Now, our value to accumulate a buyer is lower than €10, in comparison with over €100 for some rivals. What else is that our group made the choice to construct solely on Google Cloud, making it one of many first digital banks to run absolutely on the general public cloud. It permits myTU to remain nimble whereas delivering an distinctive person expertise.
What has the long run received in retailer on your firm?
We’re centered on increasing our product choices, together with enabling worldwide transactions, introducing journey loans, and enhancing our loyalty system. Specifically, we see a significant alternative in ‘Journey Now, Pay Later’ (TNPL) companies permitting travellers to e book now and unfold the fee over a number of instalments.

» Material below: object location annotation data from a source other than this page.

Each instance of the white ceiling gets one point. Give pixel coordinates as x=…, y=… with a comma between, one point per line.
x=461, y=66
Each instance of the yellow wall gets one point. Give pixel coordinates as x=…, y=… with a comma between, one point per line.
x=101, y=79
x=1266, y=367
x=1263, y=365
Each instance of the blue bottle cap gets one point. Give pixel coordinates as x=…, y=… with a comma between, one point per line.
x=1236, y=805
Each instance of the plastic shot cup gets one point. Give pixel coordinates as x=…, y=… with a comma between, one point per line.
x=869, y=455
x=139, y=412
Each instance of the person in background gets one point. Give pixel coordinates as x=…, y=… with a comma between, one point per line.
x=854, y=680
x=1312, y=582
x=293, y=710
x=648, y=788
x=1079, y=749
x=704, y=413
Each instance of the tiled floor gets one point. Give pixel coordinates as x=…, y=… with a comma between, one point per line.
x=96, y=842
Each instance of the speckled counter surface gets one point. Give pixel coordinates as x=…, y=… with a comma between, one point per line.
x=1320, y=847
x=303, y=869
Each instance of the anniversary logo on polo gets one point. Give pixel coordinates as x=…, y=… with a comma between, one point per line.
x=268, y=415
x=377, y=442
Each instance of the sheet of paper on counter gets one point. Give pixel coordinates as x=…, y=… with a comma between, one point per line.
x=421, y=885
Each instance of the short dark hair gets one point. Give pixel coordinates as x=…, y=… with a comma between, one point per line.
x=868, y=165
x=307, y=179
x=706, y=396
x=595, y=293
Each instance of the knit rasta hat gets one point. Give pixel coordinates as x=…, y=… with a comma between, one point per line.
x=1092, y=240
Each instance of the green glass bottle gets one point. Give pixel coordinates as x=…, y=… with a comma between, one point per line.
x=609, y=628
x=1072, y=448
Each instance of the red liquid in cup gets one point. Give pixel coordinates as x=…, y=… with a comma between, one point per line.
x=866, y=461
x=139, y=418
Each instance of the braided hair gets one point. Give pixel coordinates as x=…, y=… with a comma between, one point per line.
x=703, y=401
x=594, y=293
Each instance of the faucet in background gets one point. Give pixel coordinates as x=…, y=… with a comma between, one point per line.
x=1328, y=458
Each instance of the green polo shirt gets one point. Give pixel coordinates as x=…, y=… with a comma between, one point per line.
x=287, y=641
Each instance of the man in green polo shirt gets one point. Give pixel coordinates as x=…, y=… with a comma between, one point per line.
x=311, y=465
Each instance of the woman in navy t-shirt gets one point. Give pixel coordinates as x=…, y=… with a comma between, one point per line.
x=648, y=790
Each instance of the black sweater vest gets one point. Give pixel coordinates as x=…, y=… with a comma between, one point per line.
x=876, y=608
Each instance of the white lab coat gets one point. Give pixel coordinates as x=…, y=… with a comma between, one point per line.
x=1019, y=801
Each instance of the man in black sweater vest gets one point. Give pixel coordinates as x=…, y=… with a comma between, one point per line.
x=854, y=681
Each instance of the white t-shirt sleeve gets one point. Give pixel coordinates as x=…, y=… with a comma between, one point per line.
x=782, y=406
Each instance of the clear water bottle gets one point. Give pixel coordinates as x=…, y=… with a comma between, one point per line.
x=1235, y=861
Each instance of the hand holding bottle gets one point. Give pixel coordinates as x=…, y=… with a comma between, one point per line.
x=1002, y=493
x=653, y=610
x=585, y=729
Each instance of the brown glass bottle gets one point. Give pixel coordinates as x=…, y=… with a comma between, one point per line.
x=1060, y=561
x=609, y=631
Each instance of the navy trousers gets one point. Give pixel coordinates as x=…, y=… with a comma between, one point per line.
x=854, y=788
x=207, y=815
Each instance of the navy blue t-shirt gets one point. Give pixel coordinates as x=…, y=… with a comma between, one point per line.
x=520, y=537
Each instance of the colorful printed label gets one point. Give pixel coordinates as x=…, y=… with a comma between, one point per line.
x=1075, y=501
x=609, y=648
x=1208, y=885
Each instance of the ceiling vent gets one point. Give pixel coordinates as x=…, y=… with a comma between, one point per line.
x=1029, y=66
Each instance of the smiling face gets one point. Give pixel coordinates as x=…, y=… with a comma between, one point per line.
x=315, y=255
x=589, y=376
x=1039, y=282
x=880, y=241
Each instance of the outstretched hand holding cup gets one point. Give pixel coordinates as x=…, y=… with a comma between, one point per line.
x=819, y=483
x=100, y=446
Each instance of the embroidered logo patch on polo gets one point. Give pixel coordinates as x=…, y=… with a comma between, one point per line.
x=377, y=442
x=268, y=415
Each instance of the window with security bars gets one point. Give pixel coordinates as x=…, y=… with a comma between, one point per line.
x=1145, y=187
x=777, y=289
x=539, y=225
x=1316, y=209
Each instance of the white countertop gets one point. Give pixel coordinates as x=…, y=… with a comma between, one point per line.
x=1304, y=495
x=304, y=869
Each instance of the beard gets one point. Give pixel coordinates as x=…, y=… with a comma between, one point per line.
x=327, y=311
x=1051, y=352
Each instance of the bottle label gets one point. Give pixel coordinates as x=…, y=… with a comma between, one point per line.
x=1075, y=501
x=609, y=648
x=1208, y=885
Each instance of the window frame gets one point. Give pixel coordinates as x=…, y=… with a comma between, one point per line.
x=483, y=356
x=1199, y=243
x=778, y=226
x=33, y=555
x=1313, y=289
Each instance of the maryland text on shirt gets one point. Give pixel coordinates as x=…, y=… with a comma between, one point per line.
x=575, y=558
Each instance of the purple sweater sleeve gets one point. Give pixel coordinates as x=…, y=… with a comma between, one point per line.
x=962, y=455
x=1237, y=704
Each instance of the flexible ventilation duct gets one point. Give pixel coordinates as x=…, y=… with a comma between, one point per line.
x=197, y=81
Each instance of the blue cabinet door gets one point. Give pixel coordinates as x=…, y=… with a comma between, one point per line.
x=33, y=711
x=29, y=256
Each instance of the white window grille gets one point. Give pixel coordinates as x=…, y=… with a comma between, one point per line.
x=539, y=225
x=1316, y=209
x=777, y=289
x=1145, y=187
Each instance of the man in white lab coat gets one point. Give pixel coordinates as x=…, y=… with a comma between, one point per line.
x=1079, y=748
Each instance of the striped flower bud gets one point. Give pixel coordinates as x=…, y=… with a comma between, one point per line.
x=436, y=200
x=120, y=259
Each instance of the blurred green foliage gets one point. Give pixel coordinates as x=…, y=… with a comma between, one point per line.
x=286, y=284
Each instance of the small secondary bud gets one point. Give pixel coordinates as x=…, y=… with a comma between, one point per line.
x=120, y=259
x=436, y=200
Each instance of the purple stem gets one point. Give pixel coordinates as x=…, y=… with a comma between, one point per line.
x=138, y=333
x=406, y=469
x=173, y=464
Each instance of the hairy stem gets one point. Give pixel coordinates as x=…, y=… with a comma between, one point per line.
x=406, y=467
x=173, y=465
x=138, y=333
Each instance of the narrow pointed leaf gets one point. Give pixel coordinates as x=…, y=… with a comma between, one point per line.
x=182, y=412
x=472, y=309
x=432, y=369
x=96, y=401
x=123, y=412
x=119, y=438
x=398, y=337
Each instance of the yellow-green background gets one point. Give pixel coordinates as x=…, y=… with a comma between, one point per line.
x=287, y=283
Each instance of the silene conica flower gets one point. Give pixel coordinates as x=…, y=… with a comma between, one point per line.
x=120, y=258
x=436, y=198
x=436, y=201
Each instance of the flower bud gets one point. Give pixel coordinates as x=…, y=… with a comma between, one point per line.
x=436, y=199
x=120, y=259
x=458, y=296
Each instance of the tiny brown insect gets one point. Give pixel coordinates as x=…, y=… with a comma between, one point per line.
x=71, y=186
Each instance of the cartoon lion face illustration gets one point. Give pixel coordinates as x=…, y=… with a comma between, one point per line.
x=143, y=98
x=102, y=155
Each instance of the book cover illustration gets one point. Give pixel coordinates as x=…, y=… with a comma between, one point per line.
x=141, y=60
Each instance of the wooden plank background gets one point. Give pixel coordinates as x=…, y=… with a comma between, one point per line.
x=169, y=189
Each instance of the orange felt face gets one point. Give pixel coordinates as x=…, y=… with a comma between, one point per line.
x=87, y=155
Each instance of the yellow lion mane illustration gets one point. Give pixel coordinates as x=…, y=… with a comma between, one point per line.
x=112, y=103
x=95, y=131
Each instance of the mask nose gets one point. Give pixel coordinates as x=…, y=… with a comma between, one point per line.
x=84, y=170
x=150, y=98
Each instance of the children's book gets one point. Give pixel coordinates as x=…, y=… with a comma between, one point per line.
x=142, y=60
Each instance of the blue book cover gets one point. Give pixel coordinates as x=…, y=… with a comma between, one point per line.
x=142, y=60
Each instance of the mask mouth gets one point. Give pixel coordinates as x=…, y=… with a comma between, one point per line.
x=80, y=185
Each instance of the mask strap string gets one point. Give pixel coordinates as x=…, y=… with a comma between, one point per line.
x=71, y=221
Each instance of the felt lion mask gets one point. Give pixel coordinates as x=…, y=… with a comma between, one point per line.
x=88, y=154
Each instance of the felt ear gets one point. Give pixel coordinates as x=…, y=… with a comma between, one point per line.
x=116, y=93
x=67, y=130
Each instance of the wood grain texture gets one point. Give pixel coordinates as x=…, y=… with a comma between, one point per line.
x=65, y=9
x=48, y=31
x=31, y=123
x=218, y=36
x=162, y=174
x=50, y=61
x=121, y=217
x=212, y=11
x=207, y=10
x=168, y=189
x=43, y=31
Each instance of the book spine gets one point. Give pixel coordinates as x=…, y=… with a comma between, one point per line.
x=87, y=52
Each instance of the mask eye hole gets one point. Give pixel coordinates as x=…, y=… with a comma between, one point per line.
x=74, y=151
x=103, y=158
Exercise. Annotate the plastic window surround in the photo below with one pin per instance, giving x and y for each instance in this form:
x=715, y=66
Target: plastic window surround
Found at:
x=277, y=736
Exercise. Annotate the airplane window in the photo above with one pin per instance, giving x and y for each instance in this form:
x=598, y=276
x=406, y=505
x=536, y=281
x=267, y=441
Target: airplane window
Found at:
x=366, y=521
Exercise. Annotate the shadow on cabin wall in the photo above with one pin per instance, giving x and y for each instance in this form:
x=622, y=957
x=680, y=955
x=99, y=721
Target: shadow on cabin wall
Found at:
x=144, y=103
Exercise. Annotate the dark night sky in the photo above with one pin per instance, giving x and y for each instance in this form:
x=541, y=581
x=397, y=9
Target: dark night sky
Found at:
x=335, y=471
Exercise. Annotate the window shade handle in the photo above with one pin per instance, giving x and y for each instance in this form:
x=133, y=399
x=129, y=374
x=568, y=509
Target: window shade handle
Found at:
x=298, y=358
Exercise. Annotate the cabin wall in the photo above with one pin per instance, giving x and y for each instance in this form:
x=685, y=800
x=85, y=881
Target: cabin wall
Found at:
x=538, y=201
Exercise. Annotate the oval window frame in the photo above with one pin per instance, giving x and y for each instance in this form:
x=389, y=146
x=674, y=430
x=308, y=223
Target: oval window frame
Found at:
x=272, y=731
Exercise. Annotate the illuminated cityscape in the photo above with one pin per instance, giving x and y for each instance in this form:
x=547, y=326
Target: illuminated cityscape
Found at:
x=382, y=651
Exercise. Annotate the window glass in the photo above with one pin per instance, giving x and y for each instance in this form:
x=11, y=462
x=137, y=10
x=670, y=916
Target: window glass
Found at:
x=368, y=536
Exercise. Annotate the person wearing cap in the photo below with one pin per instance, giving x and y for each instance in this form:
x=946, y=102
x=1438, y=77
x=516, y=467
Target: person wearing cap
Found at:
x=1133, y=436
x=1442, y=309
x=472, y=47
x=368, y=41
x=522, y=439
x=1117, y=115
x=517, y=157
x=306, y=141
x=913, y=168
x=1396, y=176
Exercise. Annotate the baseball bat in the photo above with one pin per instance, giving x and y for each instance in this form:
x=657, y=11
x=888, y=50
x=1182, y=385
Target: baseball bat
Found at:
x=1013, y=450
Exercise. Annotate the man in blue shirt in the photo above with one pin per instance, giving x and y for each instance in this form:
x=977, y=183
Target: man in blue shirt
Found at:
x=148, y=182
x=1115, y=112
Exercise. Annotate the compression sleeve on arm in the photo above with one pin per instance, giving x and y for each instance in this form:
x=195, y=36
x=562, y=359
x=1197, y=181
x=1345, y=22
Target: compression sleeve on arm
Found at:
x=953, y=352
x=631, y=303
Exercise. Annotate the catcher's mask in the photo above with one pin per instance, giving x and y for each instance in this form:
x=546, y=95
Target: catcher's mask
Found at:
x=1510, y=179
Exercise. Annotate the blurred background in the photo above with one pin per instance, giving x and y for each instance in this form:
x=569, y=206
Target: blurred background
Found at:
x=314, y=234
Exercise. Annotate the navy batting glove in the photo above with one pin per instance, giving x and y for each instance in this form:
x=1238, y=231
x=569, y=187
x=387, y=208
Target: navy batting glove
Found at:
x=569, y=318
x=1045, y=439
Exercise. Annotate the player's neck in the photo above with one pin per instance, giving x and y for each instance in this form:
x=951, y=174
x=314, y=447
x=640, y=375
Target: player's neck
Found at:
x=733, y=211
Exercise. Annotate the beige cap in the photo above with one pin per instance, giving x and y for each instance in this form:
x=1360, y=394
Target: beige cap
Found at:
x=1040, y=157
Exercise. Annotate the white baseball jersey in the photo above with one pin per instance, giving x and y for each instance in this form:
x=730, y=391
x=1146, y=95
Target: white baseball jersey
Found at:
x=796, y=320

Whereas BNPL giants like Klarna have partnered with some OTAs, myTU sees an untapped alternative with extra conventional tour operators and journey brokers. By embedding TNPL into these operators’ reserving flows, we may also help them increase gross sales amongst budget-conscious shoppers.
With the launch of our Payouts API, we anticipate to drive substantial progress and improve our enterprise shopper base within the coming months. With a robust give attention to embedded finance, we intention to change into the popular fee methodology on numerous platforms, from area of interest service suppliers to bigger e-commerce websites. We’re additionally dedicated to additional leveraging AI and automation to drive operational excellence and ship much more worth to our shoppers.
What are the subsequent key speaking factors or challenges on your business as an entire?
The fintech business is at a crucial juncture, with a number of key challenges and alternatives on the horizon. One of many foremost points is the necessity to rethink the Banking-as-a-Service (BaaS) mannequin because it stands as we speak.
The latest chapter of Synapse, a BaaS fintech, underscores the vulnerabilities within the often-interdependent fintech ecosystem. Equally, Monese’s shift from a retail banking mannequin to a B2B know-how enterprise highlights the issue of remodeling retail banking right into a worthwhile enterprise.
Fintech firms counting on third-party BaaS suppliers typically discover themselves in a homogenous panorama, struggling to distinguish because of the ‘heavy’ and rigid technological infrastructure. Regulatory necessities additional complicate this, with standardised processes that don’t match the distinctive wants of particular person fintechs. The core problem is the dearth of differentiation in compliance settings, which turns into expensive to switch. I consider that differentiated compliance settings and merchandise are important for fast adaptation to market dynamics and regulatory adjustments.
Moreover, the continued adoption of AI and automation will probably be a key driver of change, enabling fintech firms to ship extra personalised and environment friendly companies to their shoppers.